Pete knew it was time to start an awareness training program at MSD of Wayne Township, but first needed to secure buy-in from stakeholders. “Our test database was locked up about two years ago following a ransomware attack,” said Pete. “Thankfully, we were backed up, but it put some people out. I reminded our stakeholders the entire situation could have been avoided if users knew not to click malicious links.”
Security awareness training presented an opportunity for MSD of Wayne Township to make life easier, protect resources and keep everyone safe. “I asked the group if we wanted to keep everyone safe, and of course they said yes,” said Pete. “I then explained we were going to provide just-in-time awareness training for people who need it the most. Two months later, we started our first phishing campaign.”
Pete attributes much of his success to the way he approached stakeholders and explained awareness training benefits. “The way I approached the group helped them understand what we wanted to do was a positive thing,” said Pete. “It starts with how you announce your program. It can’t be about ‘gotcha’ moments and negative feedback. If you start that way, you’re probably going to have all kinds of problems. I explained it’s a learning opportunity and a way to avoid future attacks.”
Creating a culture of security at Metropolitan School District of Wayne Township
With 2,500 employees, Pete knew making changes at the cultural level was going to be a challenge. Pete and his team looked to a group of key school leaders and stakeholders for help introducing the new program. “We have group of about 40 teachers and 10 tech assistants who serve as technology leaders in the district,” said Pete. “We told them we were getting ready to start this program and showed them what to expect. We combined the new software with a train-the-trainer model.”
Called the iTEC team, this group helps field questions from staff about phishing simulations and awareness training. If negative feedback is received, it’s reported back to Pete’s team for further evaluation. “iTEC helps get staff on the same page,” said Pete. “We have 1,200 teachers — not all of them know who I am. I could send an email to everyone about the program, but this approach is more effective.”

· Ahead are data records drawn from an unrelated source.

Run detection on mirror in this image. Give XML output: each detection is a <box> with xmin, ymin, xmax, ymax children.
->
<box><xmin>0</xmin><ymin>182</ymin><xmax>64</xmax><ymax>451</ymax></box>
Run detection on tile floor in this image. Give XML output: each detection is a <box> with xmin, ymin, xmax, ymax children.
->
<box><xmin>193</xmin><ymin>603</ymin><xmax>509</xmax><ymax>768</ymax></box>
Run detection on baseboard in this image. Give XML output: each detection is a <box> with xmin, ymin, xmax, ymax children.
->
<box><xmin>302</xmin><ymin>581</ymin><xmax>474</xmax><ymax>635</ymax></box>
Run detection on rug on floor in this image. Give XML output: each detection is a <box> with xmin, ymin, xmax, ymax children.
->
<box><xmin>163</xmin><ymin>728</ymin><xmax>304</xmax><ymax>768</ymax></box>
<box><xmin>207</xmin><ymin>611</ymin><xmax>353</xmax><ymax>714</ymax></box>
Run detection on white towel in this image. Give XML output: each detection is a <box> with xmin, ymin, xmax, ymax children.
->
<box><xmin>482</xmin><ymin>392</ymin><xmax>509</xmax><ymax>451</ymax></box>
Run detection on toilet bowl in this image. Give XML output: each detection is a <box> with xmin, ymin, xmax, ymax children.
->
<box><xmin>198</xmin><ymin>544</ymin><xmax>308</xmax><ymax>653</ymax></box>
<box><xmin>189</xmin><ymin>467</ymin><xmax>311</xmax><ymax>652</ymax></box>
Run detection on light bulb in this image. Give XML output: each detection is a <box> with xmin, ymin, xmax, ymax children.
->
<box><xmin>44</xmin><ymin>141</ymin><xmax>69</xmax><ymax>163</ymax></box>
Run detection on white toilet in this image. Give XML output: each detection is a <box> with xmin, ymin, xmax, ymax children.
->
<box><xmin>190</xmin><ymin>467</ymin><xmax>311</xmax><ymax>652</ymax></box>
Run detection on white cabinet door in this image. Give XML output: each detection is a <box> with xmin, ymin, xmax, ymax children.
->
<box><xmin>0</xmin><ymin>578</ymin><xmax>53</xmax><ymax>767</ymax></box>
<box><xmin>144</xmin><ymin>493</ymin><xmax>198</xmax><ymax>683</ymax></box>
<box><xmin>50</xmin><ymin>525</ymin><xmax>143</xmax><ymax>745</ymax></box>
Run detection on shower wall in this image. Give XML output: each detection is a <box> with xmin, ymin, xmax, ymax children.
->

Before security awareness training, teachers at MSD of Wayne Township didn’t understand why they were a hacker target. Educating them about phishing, social engineering and ransomware has helped the school district keep their data secure. “Our threatscape is constantly changing,” said Pete. “In the past 18 months, we’ve experienced an onslaught of sophisticated attacks. Hackers are targeting our users in very specific ways.”
In the years before training their staff with Infosec IQ, the district was hit with four ransomware attacks. There have been no ransomware attacks since deploying the Infosec IQ solution. “Infosec IQ was one of many changes we made to our security strategy,” said Pete. “Security takes a multilayered approach, and employee security education is an important layer.”